On my complex analysis prelim this morning I was asked to give a conformal map from the region $L=\{z\in\mathbb{C}:|z-i|<\sqrt{2},|z+i|<\sqrt{2}\}$, a lune with vertices at $-1$ and $1$ to the unit disc $\mathbb{D}=\{z:|z|<1\}$. I tried to send $L$ to the upper half plane by the Möbius transform sending $(-1,0,1)$ to $(0,i,\infty)$. Then I composed with the Cayley transformation to get to the unit disc.
My question is: does my first map do what I want it to(presuming I calculated it correctly)?

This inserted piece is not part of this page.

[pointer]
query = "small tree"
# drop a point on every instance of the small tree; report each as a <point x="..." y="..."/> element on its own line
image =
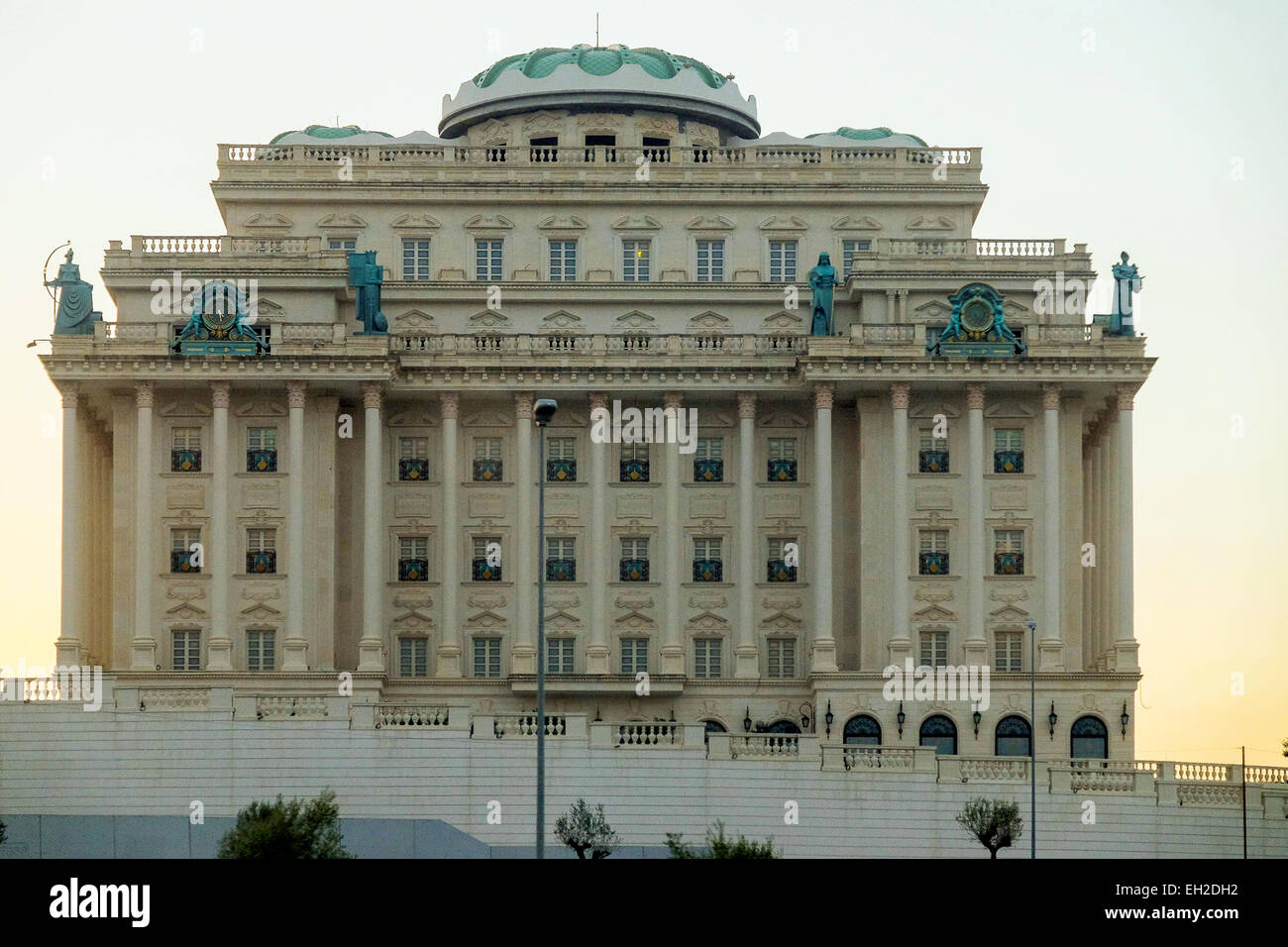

To be brief, does the Möbius transform which takes $(-1,0,1)$ to $(0,i,\infty)$ send $L$ to the upper half plane?
Best Answer
Your map sending $(-1,0,1)$ to $(0,i,\infty)$ is given by $i = e^{i\pi/2}$ times the cross ratio $[z,0,-1,1] = \frac{z+1}{z - 1} : \frac{1}{-1}$, so it is $$\tilde{\phi}(z) = e^{i\pi/2}\cdot \frac{1+z}{1-z}.$$ It is easy to see geometrically (or by a direct calculation) that $\tilde\phi(L)$ is the quadrant $\{z:\,\operatorname{Im}{z} \gt |\operatorname{Re}{z}|\}$ since the circles $|z-i|=\sqrt{2}$ and $|z+i|=\sqrt{2}$ are sent to the lines $\{\operatorname{Im}{z} = \operatorname{Re}{z}\}$ and $\{\operatorname{Im}{z} = -\operatorname{Re}{z}\}$. Note that the angles at the vertices of the lune are equal to $\pi/2$.
It is more convenient to work with $\displaystyle\phi(z) = e^{i\pi/4}\cdot \frac{1+z}{1-z}$ which sends $L$ to the quadrant $\{z:\operatorname{Re}{z}, \, \operatorname{Im}{z}\gt 0\}$, then square to get to the upper half plane and apply the Cayley-transfom $\displaystyle\kappa(z) = \frac{z-i}{z+i}$ to get to the unit disk.
The solution to your problem then is $\kappa((\phi(z))^2)$, which you can compute yourself if needed.
The general procedure is succinctly explained in GEdgar's answer.